新規定を周知し、活用してもらうにあたっての障害はほかにもある。このプロジェクトを率いるイツィアール・マラニョンさんは「こうしたツールは一般市民よりも、政治的な組織の中で政治活動をする市議会議員によって利用されがちだ」と言う。
「政治参加による提議」の導入を提案した元ベルン市議会議員のクリスティーナ・アンリカー氏も、「200人の署名を集めるのはそんなに簡単ではない」と話す。
また、ドイツ語の能力不足も、提議に関心がある移民の多くにとって障壁だ。そんなときには、移民とともに活動している団体のアドバイス、あるいは移民2世やスイス人のサポートが頼りになりそうだ。
一歩前に
ベルン市の教育・社会福祉・スポーツ課長で市議会議員でもあるフランチスカ・トイシャー氏は、この新規定を活用すれば、参政権を持たない市民に手を差し伸べられると考える。市議会は、今後は「政治の分野でも」移民の社会参加を促したいという。

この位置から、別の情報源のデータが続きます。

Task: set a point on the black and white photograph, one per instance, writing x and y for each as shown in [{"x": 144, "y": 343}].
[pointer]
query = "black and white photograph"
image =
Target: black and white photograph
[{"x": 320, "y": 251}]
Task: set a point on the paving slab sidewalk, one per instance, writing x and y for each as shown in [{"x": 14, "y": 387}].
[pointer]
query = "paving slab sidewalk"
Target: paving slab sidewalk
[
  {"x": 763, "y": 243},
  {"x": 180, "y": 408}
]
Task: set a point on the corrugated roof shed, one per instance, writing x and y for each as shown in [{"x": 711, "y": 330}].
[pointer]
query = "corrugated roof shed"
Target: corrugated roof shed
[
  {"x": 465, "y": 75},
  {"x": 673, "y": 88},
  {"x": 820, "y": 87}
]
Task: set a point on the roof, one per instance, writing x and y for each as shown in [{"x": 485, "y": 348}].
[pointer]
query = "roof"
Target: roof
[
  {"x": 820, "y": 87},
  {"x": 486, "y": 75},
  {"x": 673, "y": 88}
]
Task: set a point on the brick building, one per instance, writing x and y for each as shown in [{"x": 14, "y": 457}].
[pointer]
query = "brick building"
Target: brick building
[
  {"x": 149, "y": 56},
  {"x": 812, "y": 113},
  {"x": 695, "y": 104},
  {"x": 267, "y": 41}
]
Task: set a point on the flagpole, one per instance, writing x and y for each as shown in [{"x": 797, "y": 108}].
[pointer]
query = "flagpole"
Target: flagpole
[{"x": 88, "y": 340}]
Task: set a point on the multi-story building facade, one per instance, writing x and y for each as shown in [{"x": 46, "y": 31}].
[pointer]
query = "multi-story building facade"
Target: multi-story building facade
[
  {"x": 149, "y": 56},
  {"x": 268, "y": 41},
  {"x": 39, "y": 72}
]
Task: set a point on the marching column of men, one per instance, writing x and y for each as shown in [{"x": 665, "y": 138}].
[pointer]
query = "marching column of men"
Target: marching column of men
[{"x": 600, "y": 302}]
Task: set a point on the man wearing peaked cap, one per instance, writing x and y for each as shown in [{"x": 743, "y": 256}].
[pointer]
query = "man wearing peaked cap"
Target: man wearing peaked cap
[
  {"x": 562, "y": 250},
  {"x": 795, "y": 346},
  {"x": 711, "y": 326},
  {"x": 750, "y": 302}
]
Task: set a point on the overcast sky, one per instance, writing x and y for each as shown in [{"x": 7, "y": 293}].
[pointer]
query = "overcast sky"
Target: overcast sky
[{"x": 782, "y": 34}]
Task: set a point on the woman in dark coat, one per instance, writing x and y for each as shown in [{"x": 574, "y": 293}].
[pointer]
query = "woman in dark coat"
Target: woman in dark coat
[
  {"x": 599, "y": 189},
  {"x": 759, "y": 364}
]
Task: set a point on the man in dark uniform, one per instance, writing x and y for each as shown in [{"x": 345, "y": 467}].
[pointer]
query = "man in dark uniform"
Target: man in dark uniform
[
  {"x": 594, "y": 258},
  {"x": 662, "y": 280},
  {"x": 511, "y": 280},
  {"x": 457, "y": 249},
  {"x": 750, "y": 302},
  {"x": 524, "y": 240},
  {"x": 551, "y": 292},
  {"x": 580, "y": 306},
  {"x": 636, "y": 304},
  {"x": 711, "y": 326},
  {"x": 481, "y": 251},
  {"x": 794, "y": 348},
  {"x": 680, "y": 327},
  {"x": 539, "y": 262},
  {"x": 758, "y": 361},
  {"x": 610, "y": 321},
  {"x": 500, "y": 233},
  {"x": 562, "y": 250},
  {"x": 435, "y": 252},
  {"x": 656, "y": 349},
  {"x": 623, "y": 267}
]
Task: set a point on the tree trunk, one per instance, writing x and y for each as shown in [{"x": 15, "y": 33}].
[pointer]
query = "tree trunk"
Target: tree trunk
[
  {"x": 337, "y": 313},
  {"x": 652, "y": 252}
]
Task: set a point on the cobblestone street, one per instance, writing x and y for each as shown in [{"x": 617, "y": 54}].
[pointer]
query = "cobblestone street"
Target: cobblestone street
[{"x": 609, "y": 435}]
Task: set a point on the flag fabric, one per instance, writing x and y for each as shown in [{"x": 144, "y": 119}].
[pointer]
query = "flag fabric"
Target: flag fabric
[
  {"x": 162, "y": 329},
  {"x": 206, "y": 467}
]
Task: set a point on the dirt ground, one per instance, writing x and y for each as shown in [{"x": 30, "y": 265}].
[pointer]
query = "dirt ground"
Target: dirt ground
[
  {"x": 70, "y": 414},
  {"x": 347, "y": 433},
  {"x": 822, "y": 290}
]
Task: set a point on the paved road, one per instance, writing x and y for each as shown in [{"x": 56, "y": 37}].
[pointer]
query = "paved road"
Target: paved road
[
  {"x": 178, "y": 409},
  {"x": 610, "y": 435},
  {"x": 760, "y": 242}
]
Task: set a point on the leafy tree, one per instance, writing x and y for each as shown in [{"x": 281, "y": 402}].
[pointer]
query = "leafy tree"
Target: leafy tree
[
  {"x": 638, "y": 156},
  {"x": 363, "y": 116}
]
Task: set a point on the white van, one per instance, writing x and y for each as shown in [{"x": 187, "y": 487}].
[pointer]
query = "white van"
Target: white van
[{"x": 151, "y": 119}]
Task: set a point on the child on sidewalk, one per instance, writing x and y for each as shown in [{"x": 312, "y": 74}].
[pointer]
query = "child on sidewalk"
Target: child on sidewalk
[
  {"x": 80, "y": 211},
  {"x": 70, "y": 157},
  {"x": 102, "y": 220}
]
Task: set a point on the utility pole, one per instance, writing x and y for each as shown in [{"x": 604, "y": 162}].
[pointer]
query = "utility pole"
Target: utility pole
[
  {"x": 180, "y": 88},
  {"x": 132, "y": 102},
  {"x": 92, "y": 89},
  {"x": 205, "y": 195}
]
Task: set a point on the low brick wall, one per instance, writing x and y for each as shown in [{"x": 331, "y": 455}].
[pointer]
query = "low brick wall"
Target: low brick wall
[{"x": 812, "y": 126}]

プロジェクトリーダーのマラニョンさんは、この新規定は最終的に、移民が自分たちの考えを提言する一つの手段だと語る。「1回目から成功しなくても良い。足早に進まなくても良い。だが、政治に参加する第一歩としては本当に優れたツールだ」
とは言え、この規定は一度も活用されないまま廃(すた)れる恐れもある。フォーラム開催直後、ベルン市議会は、自治体レベルの移民の投票権については各自治体の決定にゆだねる州憲法改正を支持すると表明。実現すれば、この「政治参加による提議」は必要がなくなると提案者のアンリカー氏は言う。
外国人の参政権
自治体レベルで外国人参政権を認めている州は、アッペンツェル・アウサーローデン準州、バーゼル・シュタット準州、フリブール、グラウビュンデン、ヌーシャテル、ジュラ、ヴォー、ジュネーブの各州。
州レベルの投票権を認めている州は、ジュラとヌーシャテルの2州のみ。